Tecnología y control: bases de datos interoperables para una gestión eficaz 🖥️
Para cerrar agujeros en la regularización, se necesita reforzar los mecanismos de control con recursos públicos y personal capacitado, no endurecer el discurso. Una plataforma centralizada que conecte registros de empleo, vivienda y trámites migratorios, con acceso limitado a autoridades y cifrado de datos, permitiría cruzar información en tiempo real. Sin inversión en servidores, auditores y formación técnica, cualquier ley nueva nacería coja, incapaz de distinguir entre un trabajador y un delincuente.

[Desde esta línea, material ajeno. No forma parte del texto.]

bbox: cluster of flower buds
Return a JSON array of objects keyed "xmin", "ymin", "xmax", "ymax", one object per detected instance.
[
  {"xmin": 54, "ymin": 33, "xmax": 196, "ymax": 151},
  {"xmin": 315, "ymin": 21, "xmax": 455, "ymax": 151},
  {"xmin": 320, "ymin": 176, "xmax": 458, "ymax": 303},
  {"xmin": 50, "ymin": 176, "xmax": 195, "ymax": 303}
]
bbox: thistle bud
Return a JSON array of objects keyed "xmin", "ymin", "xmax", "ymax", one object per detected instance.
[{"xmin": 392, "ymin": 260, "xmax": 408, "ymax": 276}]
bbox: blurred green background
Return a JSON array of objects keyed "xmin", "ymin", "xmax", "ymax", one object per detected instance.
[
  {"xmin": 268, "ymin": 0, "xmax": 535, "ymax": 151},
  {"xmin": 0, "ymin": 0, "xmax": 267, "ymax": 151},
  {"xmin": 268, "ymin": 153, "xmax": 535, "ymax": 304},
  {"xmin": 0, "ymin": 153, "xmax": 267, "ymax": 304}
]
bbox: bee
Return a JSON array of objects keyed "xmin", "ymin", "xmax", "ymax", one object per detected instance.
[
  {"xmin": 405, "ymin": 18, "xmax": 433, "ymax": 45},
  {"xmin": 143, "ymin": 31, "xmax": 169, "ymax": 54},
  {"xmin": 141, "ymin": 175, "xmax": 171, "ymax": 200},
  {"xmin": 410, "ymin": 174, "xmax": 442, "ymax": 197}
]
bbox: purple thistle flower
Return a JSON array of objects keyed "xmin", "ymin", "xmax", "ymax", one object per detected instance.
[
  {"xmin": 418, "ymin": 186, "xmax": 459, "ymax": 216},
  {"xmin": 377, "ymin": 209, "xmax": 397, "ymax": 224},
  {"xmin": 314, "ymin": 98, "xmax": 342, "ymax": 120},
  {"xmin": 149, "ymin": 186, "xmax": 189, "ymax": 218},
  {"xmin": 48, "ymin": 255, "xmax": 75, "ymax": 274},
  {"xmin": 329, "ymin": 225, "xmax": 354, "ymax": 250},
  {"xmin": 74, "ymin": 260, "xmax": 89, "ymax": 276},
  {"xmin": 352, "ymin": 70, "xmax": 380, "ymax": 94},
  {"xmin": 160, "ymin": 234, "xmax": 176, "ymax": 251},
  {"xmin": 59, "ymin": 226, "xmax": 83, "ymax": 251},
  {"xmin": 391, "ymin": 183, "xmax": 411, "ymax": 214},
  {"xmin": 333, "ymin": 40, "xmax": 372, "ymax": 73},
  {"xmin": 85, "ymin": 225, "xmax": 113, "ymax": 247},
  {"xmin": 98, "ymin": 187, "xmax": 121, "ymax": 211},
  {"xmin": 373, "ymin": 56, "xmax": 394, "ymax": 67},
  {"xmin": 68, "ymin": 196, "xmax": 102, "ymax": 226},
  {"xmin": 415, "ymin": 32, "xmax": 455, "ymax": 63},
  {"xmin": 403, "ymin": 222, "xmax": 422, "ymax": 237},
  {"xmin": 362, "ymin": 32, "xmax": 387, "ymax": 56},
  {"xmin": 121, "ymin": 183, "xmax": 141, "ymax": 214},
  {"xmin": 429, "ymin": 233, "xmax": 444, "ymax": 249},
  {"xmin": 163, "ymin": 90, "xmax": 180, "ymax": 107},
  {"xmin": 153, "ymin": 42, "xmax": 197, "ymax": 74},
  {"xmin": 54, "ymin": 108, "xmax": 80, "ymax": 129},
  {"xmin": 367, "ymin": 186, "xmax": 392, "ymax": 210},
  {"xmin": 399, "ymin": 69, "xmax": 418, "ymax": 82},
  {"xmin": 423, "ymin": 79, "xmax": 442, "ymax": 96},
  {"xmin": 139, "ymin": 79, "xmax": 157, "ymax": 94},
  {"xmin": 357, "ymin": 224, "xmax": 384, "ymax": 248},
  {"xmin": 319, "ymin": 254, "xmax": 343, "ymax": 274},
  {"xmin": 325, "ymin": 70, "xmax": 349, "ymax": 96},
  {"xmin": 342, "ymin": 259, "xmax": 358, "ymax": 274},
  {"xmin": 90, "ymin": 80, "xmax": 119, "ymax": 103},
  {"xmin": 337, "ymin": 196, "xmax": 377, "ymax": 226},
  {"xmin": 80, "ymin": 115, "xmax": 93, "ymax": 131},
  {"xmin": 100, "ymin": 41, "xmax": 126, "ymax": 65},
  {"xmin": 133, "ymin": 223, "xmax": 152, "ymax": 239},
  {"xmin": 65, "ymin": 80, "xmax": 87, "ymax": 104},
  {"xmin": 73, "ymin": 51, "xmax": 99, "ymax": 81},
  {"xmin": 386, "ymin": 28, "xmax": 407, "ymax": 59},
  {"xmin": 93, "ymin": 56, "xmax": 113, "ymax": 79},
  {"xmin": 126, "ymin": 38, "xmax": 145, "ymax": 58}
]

El dilema del migrante: de héroe económico a villano de serie 🎭
Resulta curioso: cuando la economía necesita brazos, el inmigrante es un emprendedor nato; cuando hay un delito, se convierte en sospechoso universal. Es como si al llegar a la frontera te dieran dos carnet: uno de trabajador ejemplar y otro de posible criminal. Mientras tanto, los políticos prometen leyes duras pero olvidan pagar a los funcionarios que las aplican. Al final, el único control real es el que ejercen los que nunca pisaron un juzgado.